龍神の祟りとは明らかに違うらしいのです。気がれて自刃したり同じ隊の仲間を襲ったり。病にかかってなくとも疑心暗鬼でいざこざが起きているとか、前線は混乱しているようで。味方どうしで相打ちなんて、なんと痛ましい。もしかすれば、ゲーポの血気盛んなさまを神々がお咎めなさっているのではないかと心配になり」

「ここに来たというわけか。よほど己の占断を信じておらぬのか?国が滅ぶような大凶は出なかったはずだ」

「ええ、出ませんでしたとも。でも瑞祥ずいしょうだってもうずっと頂けません。センゲさまが即位する前から、即位してからも。ですから、自分を疑ってしまう。自信がないのです」

 誇り高いシェンラプがこんな弱音を吐くなんて、戦況はかなりまずいようだ。ふぅん、と喉を鳴らして半ベソの彼を一瞥し、乳茶オジャをすすった。

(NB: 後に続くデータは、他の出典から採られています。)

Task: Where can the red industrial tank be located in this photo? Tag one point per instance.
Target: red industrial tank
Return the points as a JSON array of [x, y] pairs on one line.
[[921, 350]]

「センゲ・オーカルはアニロンを庇護せし真の王。儂は疑わぬ。じゃが信仰を弱らせたそちのため、リンモにも担保してもらおう。それで良いのだえ?」

 シェンラプは指を組んでうなだれた。

「どうか、天綱ムタクが切れませんように」

 アニロンの支配者は神々に認められれば目に見えない天の綱と繋がる。それは天命さだめ、王が王で居続ける理由。選別は人の手によらず、ゆえに神の言葉を伝える預言者は絶対に必要なのだ。


 神は人にまつろわぬ。


 だからこそ異端の己がどれほど愛されているのか自覚がある。だから自信がある。重責に押しつぶされそうになる時とてあるが、声が聞こえない他者の評価は本来必要ないはずだ。ただ自分と守護神の関係を強く保てるよう、それだけに集中していればいい。



「我が愛しき御方に訊くまでもないが。なにせゲーポには儂の弟がついておるからの」

「いかな〝王の鳥キュン〟とて呪いには勝てますまい」

 何を言う、と泉にざぶざぶと入り両手を上向けた。

「大蛇は鳥がいっとう好物なのだぞ。こうしてはらに住まわせてくれるくらいに。であれば我が弟も恵みを得よう」

「それではまるで餌のようですが?しかばねになっては元も子もありません」

 なんだ、知らないのか無知なシェンラプ。口角を上げて瞼を閉じる。鳥の娘はもうとっくに食われているぞ。


 人は神にまつろわぬ。


 だから、人は人でないものにならなければ神の声が聞こえない。


「――――では、ラマナどの。お願いいたします」


 背後のシェンラプが離れ、祝詞を呟く。

 やがて掲げた両腕に白い鱗の尾が螺旋に巻きつき、さざなみが止んだ泉の底に真円の三眼が見えた。


 さあ、お母さま。


 大地を統べる女神は嬉々として愛し仔を飲み込んだ。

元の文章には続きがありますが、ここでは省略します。